Les coûts d'environnement et de santé du transport motorisé en Suisse s'élèvent à 12,1 milliards de Francs par année, dont 3,9 par la pollution d'air, 2,6 par le bruit, 2,7 par les gaz à effet de serre, ainsi que 2,9 par d'autres effets, notamment des impacts sur les habitats naturels, les sols et les processus de production (2016, Source : ARE/OFS), (s'y ajoutent 10,0 milliards de Francs provenant des accidents.) Actuellement, moins de 1 % de ces coûts sont internalisés par les usagers des transports.
Begründung
Dans le cadre des Objectifs du Développement Durable (ODD) la Suisse s'oblige à garantir...
- Santé
- Infrastructure durable
- Lutte contre le CC
- Villes et communautés durables
Afin de répondre aux objectifs du DD, la Confédération prend des mesures pour (réduire et) internaliser les coûts externes du transport motorisé.
Variante 1 : à un niveau qui soit acceptable pour l'environnement et la société en Suisse
Variante 2 : tant que les usagers des transports couvrent au moins 50 % (75 %) des coûts externes qu'ils génèrent aux dépend de la collectivité.
Variante 3 : (sans spécification)
dans toutes les catégories de coût (bruit, air, climat, accidents et autre) tout en respectant le principe pollueur-payeur.
Les mesures définies par la Confédération peuvent comprendre des instruments de marché, comme p.ex. une taxe sur les émissions (Lenkungsabgabe), ainsi que des normes techniques et des mesures interventionnistes (ordnungspolitisch/command and control).

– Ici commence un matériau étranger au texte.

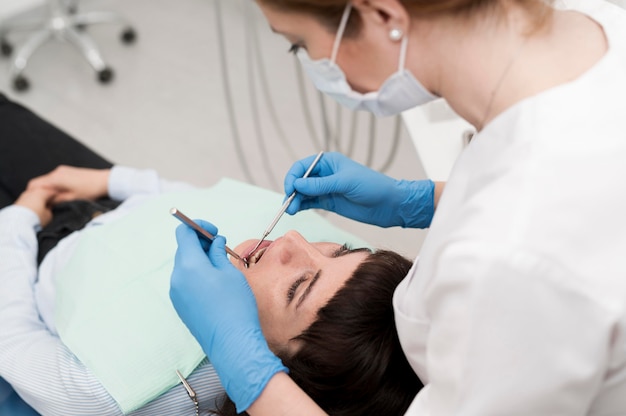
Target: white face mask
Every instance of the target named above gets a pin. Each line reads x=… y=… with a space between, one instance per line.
x=398 y=93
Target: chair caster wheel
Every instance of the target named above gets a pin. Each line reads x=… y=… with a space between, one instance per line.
x=105 y=76
x=20 y=83
x=6 y=48
x=129 y=36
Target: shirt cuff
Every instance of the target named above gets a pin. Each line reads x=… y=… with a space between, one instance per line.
x=125 y=182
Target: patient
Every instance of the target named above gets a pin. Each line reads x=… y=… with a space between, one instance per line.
x=336 y=334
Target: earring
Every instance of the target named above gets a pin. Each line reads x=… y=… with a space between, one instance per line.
x=395 y=34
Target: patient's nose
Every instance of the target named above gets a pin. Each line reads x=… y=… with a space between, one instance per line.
x=296 y=249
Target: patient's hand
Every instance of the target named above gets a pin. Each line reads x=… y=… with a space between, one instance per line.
x=38 y=200
x=70 y=183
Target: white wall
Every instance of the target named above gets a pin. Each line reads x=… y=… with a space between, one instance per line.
x=9 y=8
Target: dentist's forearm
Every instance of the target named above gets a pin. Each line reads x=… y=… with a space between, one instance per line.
x=281 y=397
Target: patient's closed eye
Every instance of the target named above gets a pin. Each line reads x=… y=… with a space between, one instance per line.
x=292 y=289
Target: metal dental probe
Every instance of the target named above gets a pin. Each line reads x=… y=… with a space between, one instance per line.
x=283 y=209
x=202 y=232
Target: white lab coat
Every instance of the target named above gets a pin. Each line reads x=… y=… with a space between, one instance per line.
x=517 y=305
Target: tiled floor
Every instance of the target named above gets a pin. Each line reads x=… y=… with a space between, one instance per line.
x=167 y=107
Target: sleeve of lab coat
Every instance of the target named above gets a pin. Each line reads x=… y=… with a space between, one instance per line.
x=513 y=333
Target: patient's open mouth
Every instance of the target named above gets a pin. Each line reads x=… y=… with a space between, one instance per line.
x=253 y=258
x=256 y=256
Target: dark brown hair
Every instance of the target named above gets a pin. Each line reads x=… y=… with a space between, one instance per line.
x=350 y=360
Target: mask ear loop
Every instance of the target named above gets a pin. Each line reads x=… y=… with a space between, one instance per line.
x=340 y=31
x=403 y=50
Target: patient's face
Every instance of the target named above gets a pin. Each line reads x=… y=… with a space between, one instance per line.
x=292 y=279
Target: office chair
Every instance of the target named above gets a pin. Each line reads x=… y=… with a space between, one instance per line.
x=62 y=21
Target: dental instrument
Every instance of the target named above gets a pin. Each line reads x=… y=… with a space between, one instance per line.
x=283 y=209
x=203 y=233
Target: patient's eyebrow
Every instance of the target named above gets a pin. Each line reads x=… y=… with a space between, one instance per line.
x=308 y=289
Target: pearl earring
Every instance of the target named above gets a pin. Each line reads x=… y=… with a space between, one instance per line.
x=395 y=34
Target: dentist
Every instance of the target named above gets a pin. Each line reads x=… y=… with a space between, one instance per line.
x=517 y=304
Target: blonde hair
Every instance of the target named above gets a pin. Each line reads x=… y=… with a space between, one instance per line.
x=329 y=12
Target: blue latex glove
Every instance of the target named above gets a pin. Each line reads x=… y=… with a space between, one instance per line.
x=216 y=303
x=352 y=190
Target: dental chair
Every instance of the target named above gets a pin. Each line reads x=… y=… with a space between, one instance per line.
x=62 y=20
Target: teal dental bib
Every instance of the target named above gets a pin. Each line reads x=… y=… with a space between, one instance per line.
x=112 y=299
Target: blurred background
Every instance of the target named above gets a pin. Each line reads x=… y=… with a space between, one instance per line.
x=205 y=91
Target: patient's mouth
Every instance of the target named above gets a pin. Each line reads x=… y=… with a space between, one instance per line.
x=254 y=257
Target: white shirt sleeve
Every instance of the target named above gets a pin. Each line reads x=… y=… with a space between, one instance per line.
x=512 y=333
x=32 y=360
x=125 y=182
x=38 y=365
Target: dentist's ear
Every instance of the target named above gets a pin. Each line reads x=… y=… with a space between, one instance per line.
x=389 y=16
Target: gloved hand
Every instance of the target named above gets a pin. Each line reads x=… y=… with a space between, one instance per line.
x=350 y=189
x=216 y=303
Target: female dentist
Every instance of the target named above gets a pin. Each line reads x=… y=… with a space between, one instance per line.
x=518 y=304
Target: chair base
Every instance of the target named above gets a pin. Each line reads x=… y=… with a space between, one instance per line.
x=64 y=23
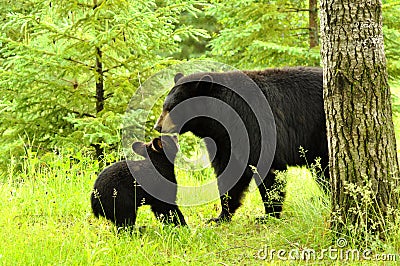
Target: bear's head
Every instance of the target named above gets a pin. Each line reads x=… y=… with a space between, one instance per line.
x=162 y=148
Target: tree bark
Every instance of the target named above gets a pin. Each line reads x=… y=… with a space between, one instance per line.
x=363 y=159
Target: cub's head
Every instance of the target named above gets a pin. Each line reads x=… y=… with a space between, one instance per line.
x=160 y=148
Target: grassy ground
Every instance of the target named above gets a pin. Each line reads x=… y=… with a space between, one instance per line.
x=45 y=219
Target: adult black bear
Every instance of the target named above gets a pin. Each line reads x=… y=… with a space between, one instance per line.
x=117 y=193
x=295 y=98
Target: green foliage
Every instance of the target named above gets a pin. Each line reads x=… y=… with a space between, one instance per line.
x=55 y=55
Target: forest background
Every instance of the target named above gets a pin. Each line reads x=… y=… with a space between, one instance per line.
x=68 y=70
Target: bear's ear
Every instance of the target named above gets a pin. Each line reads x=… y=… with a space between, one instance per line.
x=139 y=148
x=207 y=78
x=177 y=77
x=156 y=145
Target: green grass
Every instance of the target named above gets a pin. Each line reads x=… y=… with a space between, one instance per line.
x=45 y=219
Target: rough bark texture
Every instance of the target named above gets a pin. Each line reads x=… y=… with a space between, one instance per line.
x=363 y=159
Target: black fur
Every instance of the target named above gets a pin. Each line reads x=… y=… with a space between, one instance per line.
x=295 y=97
x=117 y=195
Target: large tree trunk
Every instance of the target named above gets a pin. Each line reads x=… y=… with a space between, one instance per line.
x=99 y=96
x=363 y=160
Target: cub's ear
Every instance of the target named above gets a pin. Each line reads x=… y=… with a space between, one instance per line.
x=177 y=77
x=156 y=145
x=139 y=148
x=205 y=83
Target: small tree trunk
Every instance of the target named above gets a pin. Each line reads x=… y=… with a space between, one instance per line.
x=313 y=23
x=99 y=81
x=363 y=159
x=99 y=95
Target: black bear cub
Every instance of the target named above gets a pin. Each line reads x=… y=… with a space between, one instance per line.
x=117 y=194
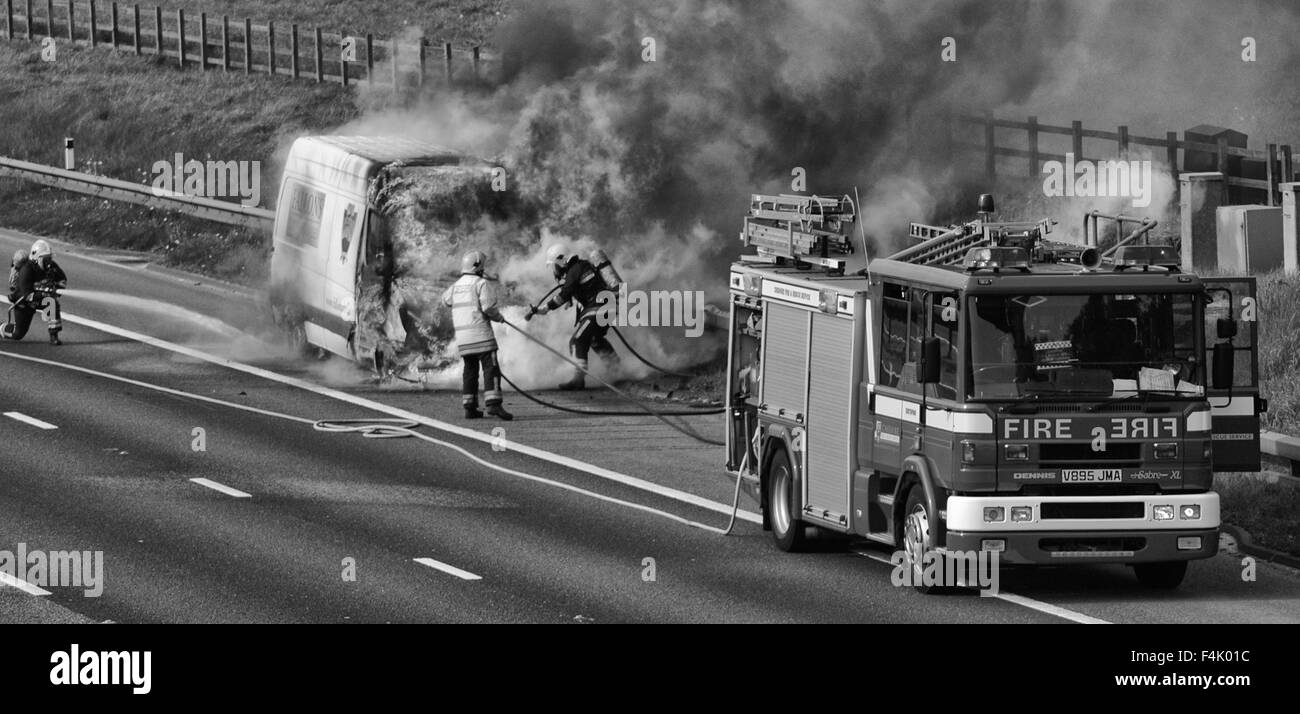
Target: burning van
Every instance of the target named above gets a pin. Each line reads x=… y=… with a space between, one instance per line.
x=368 y=232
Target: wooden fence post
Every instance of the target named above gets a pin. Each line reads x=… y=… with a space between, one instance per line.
x=203 y=40
x=320 y=57
x=342 y=60
x=369 y=57
x=1032 y=139
x=424 y=43
x=989 y=152
x=393 y=57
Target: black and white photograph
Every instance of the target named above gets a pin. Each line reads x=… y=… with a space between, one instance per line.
x=969 y=314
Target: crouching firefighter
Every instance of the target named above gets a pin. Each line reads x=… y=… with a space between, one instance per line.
x=34 y=284
x=584 y=284
x=473 y=308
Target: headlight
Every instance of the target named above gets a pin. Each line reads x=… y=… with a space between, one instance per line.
x=1017 y=451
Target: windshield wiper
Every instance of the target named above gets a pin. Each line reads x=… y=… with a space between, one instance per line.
x=1145 y=398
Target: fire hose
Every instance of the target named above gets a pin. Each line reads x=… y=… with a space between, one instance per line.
x=657 y=414
x=399 y=428
x=532 y=310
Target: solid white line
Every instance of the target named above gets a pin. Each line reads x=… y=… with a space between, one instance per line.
x=5 y=579
x=414 y=433
x=428 y=422
x=449 y=570
x=1049 y=609
x=33 y=420
x=1019 y=600
x=222 y=488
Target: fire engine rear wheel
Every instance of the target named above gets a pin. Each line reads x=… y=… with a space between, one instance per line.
x=787 y=528
x=918 y=536
x=1165 y=576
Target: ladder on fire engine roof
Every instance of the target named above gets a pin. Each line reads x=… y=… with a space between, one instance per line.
x=943 y=246
x=809 y=229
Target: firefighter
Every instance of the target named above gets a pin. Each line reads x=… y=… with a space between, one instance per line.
x=581 y=282
x=473 y=308
x=30 y=281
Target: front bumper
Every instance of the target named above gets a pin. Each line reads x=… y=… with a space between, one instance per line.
x=1060 y=536
x=1099 y=546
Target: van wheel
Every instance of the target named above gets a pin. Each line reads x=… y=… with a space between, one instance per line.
x=300 y=346
x=1164 y=576
x=787 y=527
x=918 y=537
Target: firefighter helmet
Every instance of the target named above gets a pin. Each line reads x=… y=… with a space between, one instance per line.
x=40 y=249
x=473 y=263
x=558 y=258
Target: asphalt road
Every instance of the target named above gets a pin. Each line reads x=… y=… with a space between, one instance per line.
x=282 y=509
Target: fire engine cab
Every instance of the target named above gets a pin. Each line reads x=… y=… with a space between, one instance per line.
x=987 y=389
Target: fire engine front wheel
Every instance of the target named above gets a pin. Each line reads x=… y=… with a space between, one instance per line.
x=917 y=537
x=787 y=528
x=1165 y=576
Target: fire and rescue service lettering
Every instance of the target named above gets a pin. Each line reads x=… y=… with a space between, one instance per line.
x=1119 y=427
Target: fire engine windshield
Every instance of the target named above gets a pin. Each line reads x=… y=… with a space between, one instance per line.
x=1082 y=345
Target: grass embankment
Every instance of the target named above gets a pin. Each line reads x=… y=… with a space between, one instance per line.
x=462 y=22
x=128 y=112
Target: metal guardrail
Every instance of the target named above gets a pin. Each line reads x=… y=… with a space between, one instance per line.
x=1282 y=446
x=113 y=189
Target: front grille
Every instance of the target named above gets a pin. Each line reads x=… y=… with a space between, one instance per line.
x=1080 y=455
x=1086 y=510
x=1096 y=546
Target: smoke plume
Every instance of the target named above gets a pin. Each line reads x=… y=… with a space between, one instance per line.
x=644 y=125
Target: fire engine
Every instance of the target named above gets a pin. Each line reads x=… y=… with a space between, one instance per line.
x=987 y=389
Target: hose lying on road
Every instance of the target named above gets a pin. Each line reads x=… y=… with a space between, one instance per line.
x=401 y=428
x=636 y=354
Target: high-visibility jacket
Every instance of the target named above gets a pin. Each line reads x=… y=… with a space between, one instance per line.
x=472 y=302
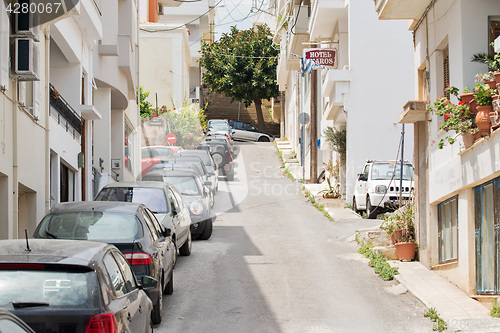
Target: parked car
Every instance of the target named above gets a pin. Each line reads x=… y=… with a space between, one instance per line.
x=377 y=188
x=12 y=323
x=247 y=132
x=66 y=286
x=150 y=155
x=221 y=155
x=163 y=200
x=207 y=160
x=206 y=175
x=131 y=227
x=196 y=197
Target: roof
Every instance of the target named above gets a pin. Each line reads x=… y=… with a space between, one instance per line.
x=55 y=251
x=100 y=206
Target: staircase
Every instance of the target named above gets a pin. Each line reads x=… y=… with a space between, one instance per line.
x=220 y=107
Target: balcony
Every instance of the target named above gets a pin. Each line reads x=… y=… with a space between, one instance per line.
x=298 y=34
x=335 y=84
x=64 y=113
x=324 y=18
x=401 y=9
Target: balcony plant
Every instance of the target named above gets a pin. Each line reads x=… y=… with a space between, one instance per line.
x=456 y=117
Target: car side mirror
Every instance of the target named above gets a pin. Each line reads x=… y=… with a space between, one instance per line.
x=148 y=282
x=167 y=232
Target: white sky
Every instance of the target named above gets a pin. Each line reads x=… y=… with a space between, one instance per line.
x=235 y=12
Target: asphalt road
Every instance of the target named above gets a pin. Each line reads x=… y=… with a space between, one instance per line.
x=276 y=264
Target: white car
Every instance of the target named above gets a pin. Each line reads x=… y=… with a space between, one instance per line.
x=377 y=188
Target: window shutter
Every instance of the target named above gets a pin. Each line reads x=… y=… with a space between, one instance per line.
x=4 y=48
x=446 y=72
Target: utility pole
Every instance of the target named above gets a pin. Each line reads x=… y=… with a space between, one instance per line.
x=314 y=137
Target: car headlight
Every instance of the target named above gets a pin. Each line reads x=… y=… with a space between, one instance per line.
x=196 y=207
x=380 y=189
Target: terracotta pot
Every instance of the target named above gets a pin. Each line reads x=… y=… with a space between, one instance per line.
x=466 y=98
x=483 y=120
x=396 y=235
x=468 y=139
x=405 y=251
x=491 y=83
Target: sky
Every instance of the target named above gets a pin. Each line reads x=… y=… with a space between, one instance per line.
x=236 y=12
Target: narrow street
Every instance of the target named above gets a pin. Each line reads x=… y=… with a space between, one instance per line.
x=276 y=264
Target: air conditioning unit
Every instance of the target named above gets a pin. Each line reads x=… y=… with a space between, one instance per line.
x=26 y=59
x=26 y=24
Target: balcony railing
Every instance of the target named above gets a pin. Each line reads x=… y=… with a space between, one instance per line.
x=70 y=118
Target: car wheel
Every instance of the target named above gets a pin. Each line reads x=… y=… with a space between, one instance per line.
x=371 y=211
x=158 y=307
x=355 y=206
x=207 y=232
x=185 y=249
x=169 y=288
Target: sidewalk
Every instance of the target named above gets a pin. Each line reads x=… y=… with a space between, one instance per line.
x=461 y=312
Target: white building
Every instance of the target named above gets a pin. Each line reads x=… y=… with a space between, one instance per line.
x=363 y=94
x=457 y=188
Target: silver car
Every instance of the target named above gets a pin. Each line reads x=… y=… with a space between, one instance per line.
x=163 y=200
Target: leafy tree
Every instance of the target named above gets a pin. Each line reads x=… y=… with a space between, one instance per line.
x=145 y=107
x=242 y=65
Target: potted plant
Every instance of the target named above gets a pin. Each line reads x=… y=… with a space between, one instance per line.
x=483 y=95
x=456 y=117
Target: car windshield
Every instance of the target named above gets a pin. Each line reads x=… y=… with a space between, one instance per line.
x=385 y=171
x=72 y=289
x=156 y=152
x=186 y=184
x=99 y=226
x=154 y=198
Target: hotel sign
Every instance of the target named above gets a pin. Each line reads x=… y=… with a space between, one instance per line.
x=323 y=57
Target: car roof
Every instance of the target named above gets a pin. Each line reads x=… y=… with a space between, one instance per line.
x=178 y=173
x=141 y=184
x=51 y=251
x=100 y=206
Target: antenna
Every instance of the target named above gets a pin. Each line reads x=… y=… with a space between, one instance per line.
x=27 y=243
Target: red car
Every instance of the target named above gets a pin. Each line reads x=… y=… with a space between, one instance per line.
x=151 y=155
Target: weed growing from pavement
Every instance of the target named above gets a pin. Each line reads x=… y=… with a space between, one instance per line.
x=495 y=309
x=378 y=261
x=439 y=324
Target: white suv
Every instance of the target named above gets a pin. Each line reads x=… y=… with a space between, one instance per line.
x=377 y=188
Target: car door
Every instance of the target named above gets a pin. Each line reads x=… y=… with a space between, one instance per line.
x=129 y=309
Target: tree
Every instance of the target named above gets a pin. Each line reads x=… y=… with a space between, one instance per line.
x=242 y=65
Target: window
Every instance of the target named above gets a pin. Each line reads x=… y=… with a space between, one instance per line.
x=448 y=230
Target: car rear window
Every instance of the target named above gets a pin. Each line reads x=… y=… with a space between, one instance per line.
x=19 y=287
x=98 y=226
x=154 y=198
x=186 y=185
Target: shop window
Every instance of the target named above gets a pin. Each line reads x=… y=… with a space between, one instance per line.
x=448 y=230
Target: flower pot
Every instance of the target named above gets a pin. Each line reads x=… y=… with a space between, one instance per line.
x=468 y=139
x=405 y=251
x=483 y=120
x=466 y=98
x=491 y=83
x=396 y=235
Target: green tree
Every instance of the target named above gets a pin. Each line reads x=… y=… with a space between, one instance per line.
x=145 y=106
x=242 y=65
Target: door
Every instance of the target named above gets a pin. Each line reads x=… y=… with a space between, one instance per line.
x=487 y=227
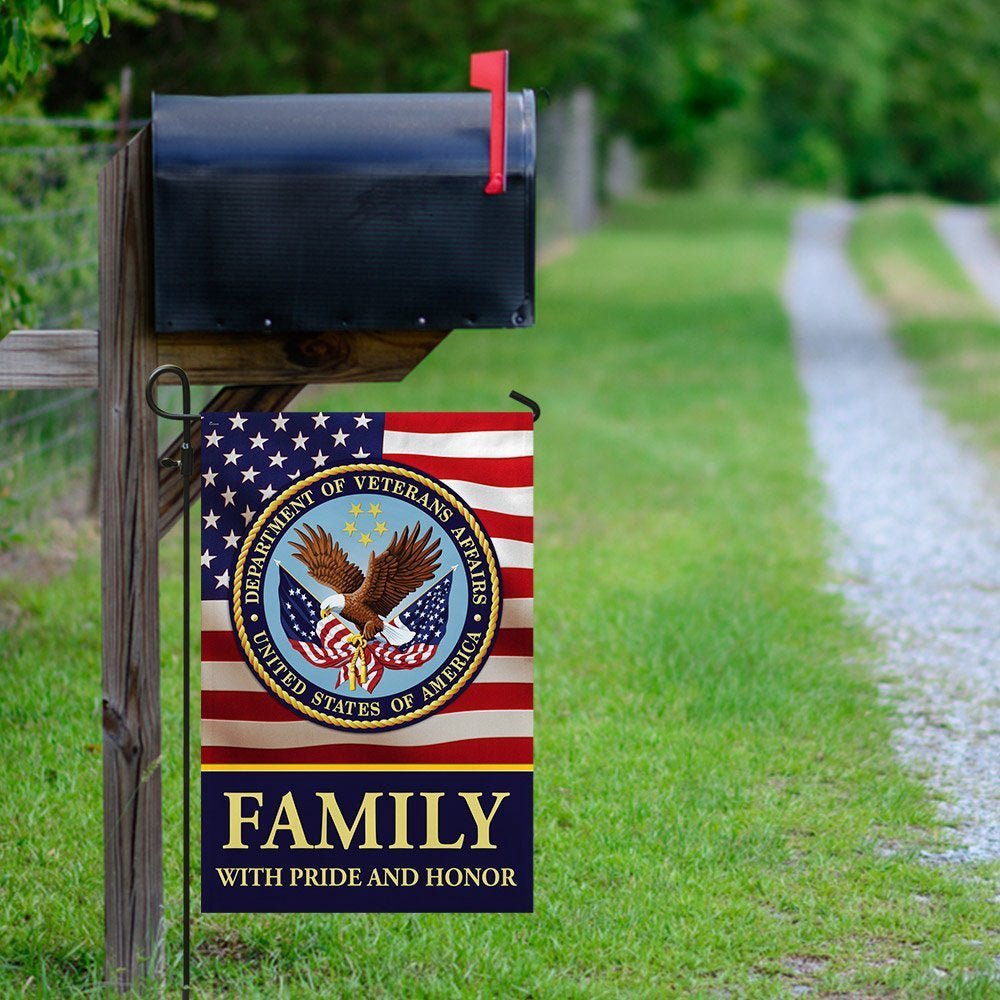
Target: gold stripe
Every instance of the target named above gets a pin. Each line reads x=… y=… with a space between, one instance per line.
x=367 y=767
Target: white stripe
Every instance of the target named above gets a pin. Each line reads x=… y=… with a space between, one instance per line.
x=460 y=444
x=518 y=612
x=437 y=729
x=514 y=555
x=502 y=499
x=506 y=670
x=218 y=675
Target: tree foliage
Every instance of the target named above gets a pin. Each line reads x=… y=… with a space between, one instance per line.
x=857 y=95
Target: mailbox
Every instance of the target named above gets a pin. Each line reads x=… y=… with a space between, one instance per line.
x=355 y=212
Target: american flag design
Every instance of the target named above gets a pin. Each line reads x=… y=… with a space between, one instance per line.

Pour la définition des mesures appropriées, la Confédération respecte les critères suivants : l'efficacité écologique, l'efficience économique et la neutralité fiscale. C'est à dire que les contributions financières des usagers des transports sont redistribuées à la population (par tête) ou peuvent partiellement être investies à la réduction efficace des effets externes du trafic motorisé.
Exemples :
- une réduction de la vitesse générale pour le trafic routier urbain,
- la limitation d'accès du trafic motorisé dans les villes,
- une taxe sur le CO2,
- des mesures techniques contre le bruit,
- la promotion de la mobilité douce, notamment une infrastructure suffisante pour les vélos.
Antrag des Bundesrates
Le Conseil fédéral propose de rejeter la motion.
Stellungnahme des Bundesrates
Selon les chiffres les plus récents, qui datent de 2017, les coûts externes des transports ont atteint près de 13,4 milliards de francs. Environ 71 % de ces coûts sont dus au trafic routier motorisé privé. Ils sont engendrés par des accidents de même que par des dommages causés à la santé et à l'environnement et sont à la charge de tiers, de la collectivité ou des générations futures. Le Conseil fédéral est d'avis que les coûts doivent être assumés autant que faire se peut par ceux qui les occasionnent, étant donné que l'internalisation de coûts externes réduit les fausses incitations.
Avec l'introduction, en 2001, de la redevance sur les poids lourds liée aux prestations (RPLP), c'est dans le trafic lourd qu'une première étape a été franchie. Ainsi, et pour la première fois au monde, une internalisation de coûts externes a été mise en oeuvre avec succès sous la forme d'une taxe pour l'utilisation des routes dépendant des émissions et applicable à l'ensemble du pays. D'autre part, il existe dans le trafic ferroviaire des prix du sillon dépendant du bruit. Par ailleurs, la Confédération a déjà édicté des prescriptions strictes relatives aux émissions de CO2 des véhicules neufs. Elle favorise les véhicules peu polluants et encourage le trafic piétonnier et cycliste.
Le Conseil fédéral entend franchir des étapes supplémentaires visant à ce que les usagers de la route s'acquittent des coûts qu'ils génèrent. Par conséquent, il examine d'autres mesures, en réponse au postulat 19.3949 " Contribution des transports à la protection du climat ", en vue d'améliorer la situation dans le domaine du climat. Il tranchera sur la suite de la procédure sur la base de cet examen.
Le Conseil fédéral propose de rejeter la motion.